A supplier may change their payment terms at contract renewal or, in some cases, unilaterally by updating the terms printed on their invoices. If the AP team processes invoices using the old terms from the supplier master while the supplier has already switched to new terms, the payment calendar will be wrong for that supplier until the mismatch is discovered. This is most common with suppliers who switch from 翌月末払い to 翌々月払い to improve their own cash position — the AP team pays on the old (shorter) schedule, which is favorable to the supplier, so the supplier has no incentive to flag the discrepancy.
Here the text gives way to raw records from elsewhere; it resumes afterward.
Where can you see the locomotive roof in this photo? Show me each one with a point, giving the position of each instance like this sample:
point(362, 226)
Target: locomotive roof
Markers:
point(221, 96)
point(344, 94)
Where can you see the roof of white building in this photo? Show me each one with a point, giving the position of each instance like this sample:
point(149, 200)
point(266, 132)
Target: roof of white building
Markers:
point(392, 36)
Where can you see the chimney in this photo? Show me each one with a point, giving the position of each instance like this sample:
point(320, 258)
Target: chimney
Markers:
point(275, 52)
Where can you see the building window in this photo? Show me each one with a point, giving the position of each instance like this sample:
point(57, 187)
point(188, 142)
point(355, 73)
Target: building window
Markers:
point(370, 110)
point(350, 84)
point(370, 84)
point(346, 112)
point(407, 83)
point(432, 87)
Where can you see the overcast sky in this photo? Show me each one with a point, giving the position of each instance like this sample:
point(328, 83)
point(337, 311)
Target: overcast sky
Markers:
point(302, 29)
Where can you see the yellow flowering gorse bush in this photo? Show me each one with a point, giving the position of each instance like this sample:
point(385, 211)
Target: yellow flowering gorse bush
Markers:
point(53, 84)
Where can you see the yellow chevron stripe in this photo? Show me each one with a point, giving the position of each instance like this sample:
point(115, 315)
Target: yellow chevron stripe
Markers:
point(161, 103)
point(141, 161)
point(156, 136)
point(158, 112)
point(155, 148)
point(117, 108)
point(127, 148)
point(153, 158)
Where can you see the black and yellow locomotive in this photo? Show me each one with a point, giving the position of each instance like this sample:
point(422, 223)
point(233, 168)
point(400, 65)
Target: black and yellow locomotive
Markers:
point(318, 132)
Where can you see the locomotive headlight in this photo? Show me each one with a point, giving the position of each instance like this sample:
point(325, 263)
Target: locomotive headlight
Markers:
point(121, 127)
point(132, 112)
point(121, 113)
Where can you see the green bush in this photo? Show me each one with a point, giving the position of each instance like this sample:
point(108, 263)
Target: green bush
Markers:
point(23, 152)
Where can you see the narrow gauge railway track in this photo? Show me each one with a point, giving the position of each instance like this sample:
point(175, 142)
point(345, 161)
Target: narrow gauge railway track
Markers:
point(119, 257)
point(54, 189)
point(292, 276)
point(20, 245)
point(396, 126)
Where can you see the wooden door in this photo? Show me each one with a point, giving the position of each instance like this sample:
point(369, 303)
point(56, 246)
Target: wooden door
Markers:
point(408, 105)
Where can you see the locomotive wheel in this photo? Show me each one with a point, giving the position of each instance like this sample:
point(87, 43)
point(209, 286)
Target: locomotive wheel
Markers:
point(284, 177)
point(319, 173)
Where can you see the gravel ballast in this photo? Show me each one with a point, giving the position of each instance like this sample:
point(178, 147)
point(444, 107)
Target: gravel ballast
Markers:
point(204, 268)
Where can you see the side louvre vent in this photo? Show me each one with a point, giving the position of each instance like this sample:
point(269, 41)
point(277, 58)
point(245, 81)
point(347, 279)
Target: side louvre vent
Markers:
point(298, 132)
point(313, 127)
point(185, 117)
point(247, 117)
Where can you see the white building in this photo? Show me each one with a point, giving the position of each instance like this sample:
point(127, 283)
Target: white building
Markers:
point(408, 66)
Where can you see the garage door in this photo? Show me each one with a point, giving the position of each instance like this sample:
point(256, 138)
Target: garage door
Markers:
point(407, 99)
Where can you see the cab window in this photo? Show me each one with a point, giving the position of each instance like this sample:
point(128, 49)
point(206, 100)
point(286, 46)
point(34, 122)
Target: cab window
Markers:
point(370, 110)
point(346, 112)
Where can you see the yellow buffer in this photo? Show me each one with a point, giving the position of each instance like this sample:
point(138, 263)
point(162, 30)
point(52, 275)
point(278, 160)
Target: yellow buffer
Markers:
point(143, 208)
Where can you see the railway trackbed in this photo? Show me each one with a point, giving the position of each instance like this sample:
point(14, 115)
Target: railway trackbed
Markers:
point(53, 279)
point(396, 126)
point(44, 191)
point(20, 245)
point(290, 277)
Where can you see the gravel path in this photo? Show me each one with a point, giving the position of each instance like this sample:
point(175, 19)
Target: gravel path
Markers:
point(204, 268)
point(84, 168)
The mismatch persists until an audit or a cash-flow anomaly draws attention to it.
The Calendar Problem Nobody Builds a Dashboard For
Payment calendar management in Japanese AP is a problem that does not generate its own dashboard because the symptom — a missed payment deadline — looks like a one-off error, not a systemic failure. The supplier sends a reminder. The AP team apologizes and processes the payment. The incident closes. The root cause — that the payment due date was never on the invoice as a date, only as a text string that a human had to parse, and the human parsed it wrong — does not appear in the incident report. It does not appear anywhere, because the data that would reveal it (the payment terms on the invoice vs. the due date in the spreadsheet) lives in two different systems, and no one compares them unless an error forces the comparison.
The gap is structural: the invoice carries payment terms in a format a computer cannot use (embedded text in a PDF). The AP team converts it into a format a computer can use (a calendar date in a spreadsheet) through a step that is entirely dependent on human attention — reading, parsing, typing. Across thirty suppliers, thirty invoices per month, twelve months per year, this step happens 360 times. The error rate is low in percentage terms and costly in absolute terms because each error cascades into supplier relations, cash-flow forecasts, tax filings, and compliance exposure. The fix is not a better calendar. The fix is closing the gap — making the extraction step produce structured payment terms data that a calendar can consume directly, so the calendar is derived from the invoice rather than from a human's reading of the invoice.